The hospital sent us home with several booklets on grief, and the funeral home supplied us with more. Since Teddy died, I’ve received and have thrown out three copies of a book called When Your Baby Dies. I think that people keep sending it to me because it’s used for counseling in the Lutheran Church, but after looking through it, I think that the Lutheran Church may want to explore some other options. I suppose that they aren’t terrible, these books, but they don’t seem especially useful, or comforting. I might feel angry about the death of my baby? Gee, thanks for explaining that to me because otherwise I might not have realized that I’m amazingly angry lately. Also, the titles disturb me: Healing a Father’s Grief, Healing Together, When Hello Means Goodbye, and I especially hate When Your Baby Dies. It taunts me; it hurts. Wasn’t I supposed to be reading Happiest Baby on the Block?
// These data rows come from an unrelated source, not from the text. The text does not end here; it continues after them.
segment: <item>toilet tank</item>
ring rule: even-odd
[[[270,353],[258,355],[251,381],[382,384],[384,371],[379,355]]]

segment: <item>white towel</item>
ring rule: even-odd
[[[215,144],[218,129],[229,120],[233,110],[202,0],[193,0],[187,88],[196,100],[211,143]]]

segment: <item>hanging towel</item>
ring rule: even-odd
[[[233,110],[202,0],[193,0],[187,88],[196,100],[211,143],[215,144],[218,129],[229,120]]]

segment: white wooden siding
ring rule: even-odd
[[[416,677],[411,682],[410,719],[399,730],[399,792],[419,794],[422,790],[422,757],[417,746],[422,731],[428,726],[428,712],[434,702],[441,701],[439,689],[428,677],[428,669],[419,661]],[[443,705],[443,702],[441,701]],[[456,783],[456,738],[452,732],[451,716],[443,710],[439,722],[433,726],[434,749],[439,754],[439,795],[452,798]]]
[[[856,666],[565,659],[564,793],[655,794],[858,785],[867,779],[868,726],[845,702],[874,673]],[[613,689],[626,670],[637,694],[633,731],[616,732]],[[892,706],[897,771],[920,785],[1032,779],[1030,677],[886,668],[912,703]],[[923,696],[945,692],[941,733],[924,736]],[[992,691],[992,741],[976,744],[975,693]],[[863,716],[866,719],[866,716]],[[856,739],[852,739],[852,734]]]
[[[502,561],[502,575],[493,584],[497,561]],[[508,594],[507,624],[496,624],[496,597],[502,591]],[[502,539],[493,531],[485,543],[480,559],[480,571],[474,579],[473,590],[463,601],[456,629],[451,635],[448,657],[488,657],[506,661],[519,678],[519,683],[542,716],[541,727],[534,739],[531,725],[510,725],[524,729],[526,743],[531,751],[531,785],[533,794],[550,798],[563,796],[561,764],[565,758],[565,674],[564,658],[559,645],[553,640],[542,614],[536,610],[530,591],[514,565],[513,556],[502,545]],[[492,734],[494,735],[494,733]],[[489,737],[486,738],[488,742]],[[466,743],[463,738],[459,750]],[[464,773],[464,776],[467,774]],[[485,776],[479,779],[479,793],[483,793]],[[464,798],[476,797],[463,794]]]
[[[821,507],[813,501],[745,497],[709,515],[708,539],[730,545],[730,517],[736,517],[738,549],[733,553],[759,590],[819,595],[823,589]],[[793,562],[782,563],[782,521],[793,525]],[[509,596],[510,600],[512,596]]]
Yesterday a package arrived from a dear friend, and I opened it to find a card, and after pulling back the layer of newspaper under the card, I could see the cover of a book. For a second I thought, “Not more grief books. I can’t handle more grief books.” But they weren’t grief books, at least, not the traditional kind. They were Madeleine L’Engle’s A Wrinkle in Time, A Wind in the Door, and A Swiftly Tilting Planet. I love these books, and I’d been thinking of A Wind in the Door for several weeks because it has some wonderful passages on names, on the importance of being named. I pulled the books out, and read the card, and cried like a lost thing, partly because of the message on the card, which was true, and sad, and heartfelt, but partly from relief, because these books are a real comfort.


One comment

  1. I just found my way to your blog, and I just want to acknowledge your loss of not just your dear baby Teddy, but also that of your world. Yes, indeed, that is so apt… we lost our worlds. I imagine so many lost worlds, bumping around, colliding… …
    I wish I can comfort, but all I can do is to offer to hold your grief with you, whenever you wish to hand it over, even if just for a little bit.

    I am glad you found some books that you will really enjoy reading. ((hugs)) to you, mama.